Hace unos 7 años muchos nos alegramos de que no se hubiera permitido operar al proyecto Crucitas, pese a que tenía atrás a una empresa seria, pues la minería a cielo abierto choca a nivel ambiental y social con nuestra cultura.
Como suele ocurrir al prohibirse una actividad que es productiva, rentable y ejecutable en muchas escalas, la prohibición termina por convertirse en un mercado informal y negro, tal y como lo vemos en el terreno en que hoy operaría formalmente una empresa multinacional canadiense.
No cambio mi opinión original: prefiero que no haya minería a cielo abierto en Costa Rica. Pero si va a haberla, la prefiero formal, regulada, supervisada, rindiendo cuentas, mitigando y compensando el daño ambiental y pagando impuestos y cargas sociales.

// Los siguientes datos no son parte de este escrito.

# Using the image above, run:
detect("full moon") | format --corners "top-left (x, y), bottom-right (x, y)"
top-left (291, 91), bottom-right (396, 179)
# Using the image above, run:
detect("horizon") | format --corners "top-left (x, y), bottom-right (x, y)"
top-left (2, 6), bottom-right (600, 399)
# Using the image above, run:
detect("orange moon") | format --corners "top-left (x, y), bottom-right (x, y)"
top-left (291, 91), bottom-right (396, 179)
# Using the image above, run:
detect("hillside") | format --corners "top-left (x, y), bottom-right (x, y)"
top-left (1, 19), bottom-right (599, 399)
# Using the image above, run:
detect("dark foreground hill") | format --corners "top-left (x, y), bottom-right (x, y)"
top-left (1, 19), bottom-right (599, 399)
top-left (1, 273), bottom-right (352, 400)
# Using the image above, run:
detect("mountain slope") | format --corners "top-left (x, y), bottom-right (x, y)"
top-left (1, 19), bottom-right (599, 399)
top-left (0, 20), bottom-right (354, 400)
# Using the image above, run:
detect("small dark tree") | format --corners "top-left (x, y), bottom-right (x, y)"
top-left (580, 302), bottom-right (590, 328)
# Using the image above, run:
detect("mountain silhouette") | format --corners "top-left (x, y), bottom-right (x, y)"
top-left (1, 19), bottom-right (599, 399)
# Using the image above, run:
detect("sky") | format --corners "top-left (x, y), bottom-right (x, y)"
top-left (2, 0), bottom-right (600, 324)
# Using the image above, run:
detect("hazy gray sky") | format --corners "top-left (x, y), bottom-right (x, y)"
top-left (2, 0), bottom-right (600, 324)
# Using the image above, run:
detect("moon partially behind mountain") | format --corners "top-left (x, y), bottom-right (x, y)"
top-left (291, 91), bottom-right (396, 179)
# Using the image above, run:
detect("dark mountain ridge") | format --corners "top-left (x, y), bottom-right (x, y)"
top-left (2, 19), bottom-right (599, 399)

Ahora tenemos la peor situación: destrucción ambiental descontrolada, impacto social negativo –gente saliendo de cooperativas para convertirse en coligalleros informales– y un mercado paralelo de metales preciosos que crea incentivos para una expansión descontrolada de la minería informal en esta y otras regiones del país.

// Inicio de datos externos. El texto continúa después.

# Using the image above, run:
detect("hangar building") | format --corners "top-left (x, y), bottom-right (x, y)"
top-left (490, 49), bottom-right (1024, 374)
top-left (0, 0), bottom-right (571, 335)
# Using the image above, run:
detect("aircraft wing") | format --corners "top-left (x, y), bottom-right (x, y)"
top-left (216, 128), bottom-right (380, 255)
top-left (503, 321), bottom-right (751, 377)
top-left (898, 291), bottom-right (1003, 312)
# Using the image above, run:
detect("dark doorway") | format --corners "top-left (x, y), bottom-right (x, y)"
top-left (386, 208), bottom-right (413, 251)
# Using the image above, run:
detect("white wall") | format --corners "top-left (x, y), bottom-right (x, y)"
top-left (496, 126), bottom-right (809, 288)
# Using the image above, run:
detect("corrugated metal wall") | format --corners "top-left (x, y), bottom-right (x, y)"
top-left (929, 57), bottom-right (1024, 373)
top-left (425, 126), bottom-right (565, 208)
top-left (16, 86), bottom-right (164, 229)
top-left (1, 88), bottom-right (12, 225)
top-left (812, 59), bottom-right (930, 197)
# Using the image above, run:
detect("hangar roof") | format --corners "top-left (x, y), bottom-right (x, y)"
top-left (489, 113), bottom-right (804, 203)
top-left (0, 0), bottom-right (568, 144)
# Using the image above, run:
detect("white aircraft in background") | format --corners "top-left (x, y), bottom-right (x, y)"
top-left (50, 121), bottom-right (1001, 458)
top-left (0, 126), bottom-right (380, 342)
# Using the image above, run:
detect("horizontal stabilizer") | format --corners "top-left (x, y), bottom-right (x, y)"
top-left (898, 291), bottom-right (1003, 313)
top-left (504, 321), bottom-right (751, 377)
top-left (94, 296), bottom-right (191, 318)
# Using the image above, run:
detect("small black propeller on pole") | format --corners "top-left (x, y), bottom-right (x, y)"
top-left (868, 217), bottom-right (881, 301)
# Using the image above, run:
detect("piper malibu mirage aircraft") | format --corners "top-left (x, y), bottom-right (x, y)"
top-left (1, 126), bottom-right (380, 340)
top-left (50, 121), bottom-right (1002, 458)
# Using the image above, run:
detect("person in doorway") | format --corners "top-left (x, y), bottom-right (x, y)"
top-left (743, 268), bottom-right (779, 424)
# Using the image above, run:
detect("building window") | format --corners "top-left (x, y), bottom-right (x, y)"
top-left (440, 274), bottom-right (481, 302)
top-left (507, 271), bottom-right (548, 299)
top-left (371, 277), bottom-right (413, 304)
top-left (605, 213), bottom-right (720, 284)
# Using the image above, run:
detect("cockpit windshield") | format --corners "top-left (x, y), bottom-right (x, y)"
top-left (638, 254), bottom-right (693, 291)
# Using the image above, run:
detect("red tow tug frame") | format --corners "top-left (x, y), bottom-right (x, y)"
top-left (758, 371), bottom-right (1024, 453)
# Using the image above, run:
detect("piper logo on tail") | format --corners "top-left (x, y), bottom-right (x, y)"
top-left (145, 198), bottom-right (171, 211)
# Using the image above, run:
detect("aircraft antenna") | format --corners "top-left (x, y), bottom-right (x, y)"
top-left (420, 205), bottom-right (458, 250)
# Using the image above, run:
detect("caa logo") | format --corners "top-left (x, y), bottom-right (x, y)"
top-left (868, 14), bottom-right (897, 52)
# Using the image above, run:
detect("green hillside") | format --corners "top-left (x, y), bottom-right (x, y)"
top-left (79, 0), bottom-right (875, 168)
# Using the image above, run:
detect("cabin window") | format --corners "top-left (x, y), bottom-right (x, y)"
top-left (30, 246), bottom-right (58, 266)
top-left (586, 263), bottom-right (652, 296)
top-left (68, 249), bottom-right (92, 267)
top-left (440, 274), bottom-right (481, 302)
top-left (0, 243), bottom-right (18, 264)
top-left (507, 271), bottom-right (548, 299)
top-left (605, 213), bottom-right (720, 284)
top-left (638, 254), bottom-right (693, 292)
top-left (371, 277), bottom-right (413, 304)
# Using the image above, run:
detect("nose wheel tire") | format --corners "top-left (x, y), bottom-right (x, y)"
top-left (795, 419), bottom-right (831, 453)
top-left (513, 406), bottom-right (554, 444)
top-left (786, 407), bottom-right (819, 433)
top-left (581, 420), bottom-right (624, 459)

Hemos visto cómo en Perú la minería informal ha destruido muchos miles de hectáreas de riquísimas selvas y ahora vemos el inicio de ese mismo proceso en nuestro país.

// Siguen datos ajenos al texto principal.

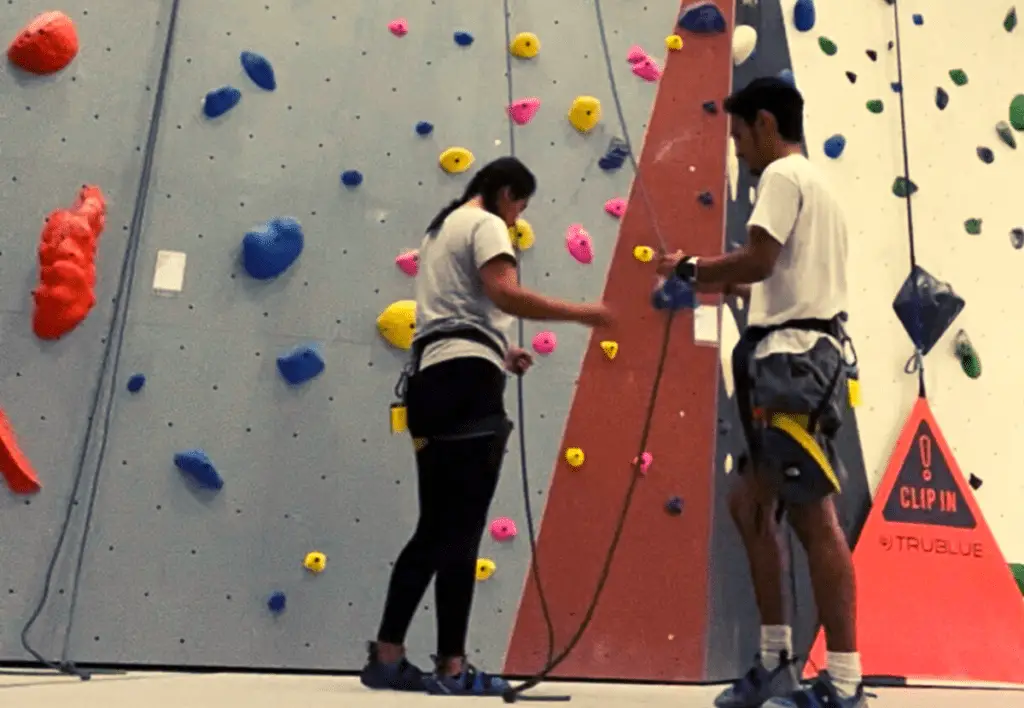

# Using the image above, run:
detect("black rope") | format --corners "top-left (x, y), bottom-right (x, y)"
top-left (0, 0), bottom-right (183, 680)
top-left (889, 0), bottom-right (926, 399)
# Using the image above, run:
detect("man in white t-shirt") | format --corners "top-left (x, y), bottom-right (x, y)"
top-left (657, 77), bottom-right (866, 708)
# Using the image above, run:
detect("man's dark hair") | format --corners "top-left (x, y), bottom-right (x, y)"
top-left (723, 77), bottom-right (805, 143)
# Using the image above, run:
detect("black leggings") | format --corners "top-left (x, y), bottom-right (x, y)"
top-left (376, 356), bottom-right (509, 658)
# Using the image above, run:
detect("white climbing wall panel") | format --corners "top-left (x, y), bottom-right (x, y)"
top-left (0, 0), bottom-right (675, 671)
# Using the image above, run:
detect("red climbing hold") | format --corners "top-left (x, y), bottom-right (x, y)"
top-left (7, 11), bottom-right (79, 75)
top-left (33, 185), bottom-right (107, 340)
top-left (0, 408), bottom-right (40, 495)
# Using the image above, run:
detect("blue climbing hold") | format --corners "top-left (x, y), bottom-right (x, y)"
top-left (277, 344), bottom-right (325, 385)
top-left (665, 496), bottom-right (684, 516)
top-left (977, 146), bottom-right (995, 164)
top-left (651, 277), bottom-right (696, 311)
top-left (454, 31), bottom-right (474, 46)
top-left (678, 1), bottom-right (727, 34)
top-left (242, 217), bottom-right (304, 280)
top-left (240, 51), bottom-right (276, 91)
top-left (935, 87), bottom-right (949, 110)
top-left (174, 449), bottom-right (223, 490)
top-left (702, 100), bottom-right (718, 114)
top-left (341, 170), bottom-right (363, 187)
top-left (127, 373), bottom-right (146, 393)
top-left (415, 121), bottom-right (434, 136)
top-left (823, 134), bottom-right (846, 159)
top-left (598, 137), bottom-right (630, 171)
top-left (267, 591), bottom-right (287, 613)
top-left (912, 13), bottom-right (923, 25)
top-left (203, 86), bottom-right (241, 119)
top-left (778, 69), bottom-right (796, 88)
top-left (698, 191), bottom-right (714, 206)
top-left (793, 0), bottom-right (816, 32)
top-left (891, 82), bottom-right (902, 93)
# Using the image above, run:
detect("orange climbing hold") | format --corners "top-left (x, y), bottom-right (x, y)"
top-left (7, 11), bottom-right (79, 75)
top-left (0, 408), bottom-right (40, 494)
top-left (33, 185), bottom-right (107, 340)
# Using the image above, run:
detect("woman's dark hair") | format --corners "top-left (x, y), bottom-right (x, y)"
top-left (425, 156), bottom-right (537, 235)
top-left (723, 76), bottom-right (805, 143)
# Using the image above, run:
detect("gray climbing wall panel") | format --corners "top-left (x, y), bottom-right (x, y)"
top-left (1, 0), bottom-right (679, 671)
top-left (0, 0), bottom-right (168, 662)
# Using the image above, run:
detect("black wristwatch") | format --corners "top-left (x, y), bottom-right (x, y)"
top-left (674, 256), bottom-right (699, 283)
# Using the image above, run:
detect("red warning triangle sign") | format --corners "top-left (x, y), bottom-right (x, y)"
top-left (804, 397), bottom-right (1024, 685)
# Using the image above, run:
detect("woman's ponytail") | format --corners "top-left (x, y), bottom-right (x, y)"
top-left (425, 197), bottom-right (466, 235)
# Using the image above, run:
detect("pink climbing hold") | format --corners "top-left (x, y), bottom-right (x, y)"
top-left (508, 97), bottom-right (541, 125)
top-left (634, 451), bottom-right (653, 474)
top-left (395, 249), bottom-right (418, 276)
top-left (565, 224), bottom-right (593, 264)
top-left (388, 18), bottom-right (408, 36)
top-left (604, 197), bottom-right (627, 218)
top-left (632, 57), bottom-right (662, 82)
top-left (532, 330), bottom-right (557, 355)
top-left (626, 45), bottom-right (647, 63)
top-left (490, 517), bottom-right (517, 541)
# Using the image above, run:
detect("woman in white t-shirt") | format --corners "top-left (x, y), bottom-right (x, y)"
top-left (361, 157), bottom-right (613, 696)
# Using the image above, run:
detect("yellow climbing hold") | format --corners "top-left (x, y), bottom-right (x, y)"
top-left (476, 558), bottom-right (497, 581)
top-left (377, 300), bottom-right (416, 350)
top-left (568, 96), bottom-right (602, 133)
top-left (665, 35), bottom-right (683, 51)
top-left (565, 447), bottom-right (585, 468)
top-left (600, 340), bottom-right (619, 360)
top-left (439, 146), bottom-right (474, 174)
top-left (633, 245), bottom-right (654, 263)
top-left (509, 32), bottom-right (540, 58)
top-left (509, 218), bottom-right (535, 250)
top-left (303, 551), bottom-right (327, 574)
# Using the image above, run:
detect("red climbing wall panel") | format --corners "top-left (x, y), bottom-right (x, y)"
top-left (503, 5), bottom-right (734, 682)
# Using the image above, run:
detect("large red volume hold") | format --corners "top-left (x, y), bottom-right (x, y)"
top-left (7, 11), bottom-right (79, 75)
top-left (33, 185), bottom-right (106, 340)
top-left (0, 408), bottom-right (41, 494)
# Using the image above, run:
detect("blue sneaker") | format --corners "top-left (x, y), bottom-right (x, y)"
top-left (713, 653), bottom-right (800, 708)
top-left (423, 660), bottom-right (510, 696)
top-left (359, 642), bottom-right (427, 692)
top-left (763, 670), bottom-right (870, 707)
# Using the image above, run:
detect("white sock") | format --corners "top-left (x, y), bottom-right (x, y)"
top-left (826, 651), bottom-right (862, 698)
top-left (759, 625), bottom-right (792, 670)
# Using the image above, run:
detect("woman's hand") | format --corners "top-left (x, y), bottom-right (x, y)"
top-left (504, 346), bottom-right (534, 375)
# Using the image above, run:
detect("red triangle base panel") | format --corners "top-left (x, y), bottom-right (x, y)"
top-left (804, 397), bottom-right (1024, 685)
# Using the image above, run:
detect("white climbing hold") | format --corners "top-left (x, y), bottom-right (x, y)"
top-left (732, 25), bottom-right (757, 66)
top-left (726, 137), bottom-right (739, 202)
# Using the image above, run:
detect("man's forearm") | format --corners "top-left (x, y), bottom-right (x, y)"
top-left (689, 249), bottom-right (767, 286)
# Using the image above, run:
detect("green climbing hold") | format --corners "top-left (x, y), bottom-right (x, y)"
top-left (964, 218), bottom-right (982, 235)
top-left (996, 121), bottom-right (1017, 148)
top-left (866, 99), bottom-right (884, 114)
top-left (955, 330), bottom-right (981, 379)
top-left (948, 68), bottom-right (968, 86)
top-left (892, 176), bottom-right (917, 198)
top-left (1006, 6), bottom-right (1018, 32)
top-left (1011, 563), bottom-right (1024, 595)
top-left (1010, 94), bottom-right (1024, 131)
top-left (818, 37), bottom-right (838, 55)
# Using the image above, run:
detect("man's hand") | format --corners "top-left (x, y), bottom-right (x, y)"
top-left (656, 250), bottom-right (686, 278)
top-left (504, 346), bottom-right (534, 375)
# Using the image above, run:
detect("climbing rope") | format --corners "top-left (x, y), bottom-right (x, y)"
top-left (501, 0), bottom-right (678, 701)
top-left (0, 0), bottom-right (183, 681)
top-left (889, 0), bottom-right (928, 399)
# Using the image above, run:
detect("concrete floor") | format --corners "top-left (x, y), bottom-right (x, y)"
top-left (0, 671), bottom-right (1022, 707)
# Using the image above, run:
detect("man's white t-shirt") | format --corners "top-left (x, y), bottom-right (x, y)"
top-left (744, 153), bottom-right (849, 358)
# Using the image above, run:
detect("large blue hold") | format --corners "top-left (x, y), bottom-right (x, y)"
top-left (174, 449), bottom-right (223, 490)
top-left (277, 344), bottom-right (325, 385)
top-left (203, 86), bottom-right (241, 118)
top-left (824, 134), bottom-right (846, 159)
top-left (793, 0), bottom-right (816, 32)
top-left (678, 1), bottom-right (727, 34)
top-left (241, 51), bottom-right (276, 90)
top-left (651, 277), bottom-right (696, 311)
top-left (242, 217), bottom-right (304, 280)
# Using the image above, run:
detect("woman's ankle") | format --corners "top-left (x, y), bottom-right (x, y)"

Lo causamos inadvertidamente todos los que nos opusimos en una u otra forma al proyecto Crucitas. Ahora toca reparar el daño, antes de que sea demasiado tarde.
O fortalecemos nuestras instituciones, contrato social e imperio de la ley para que esta destructiva actividad informal no se produzca del todo, lo cual parece iluso, como toda prohibición, o permitimos que el sector productivo formal haga su trabajo en industrias y mercados donde hay riesgos y parámetros de operación que requieren de inversión significativa, controles y responsabilidad social, así como mitigación y compensación de impactos ambientales.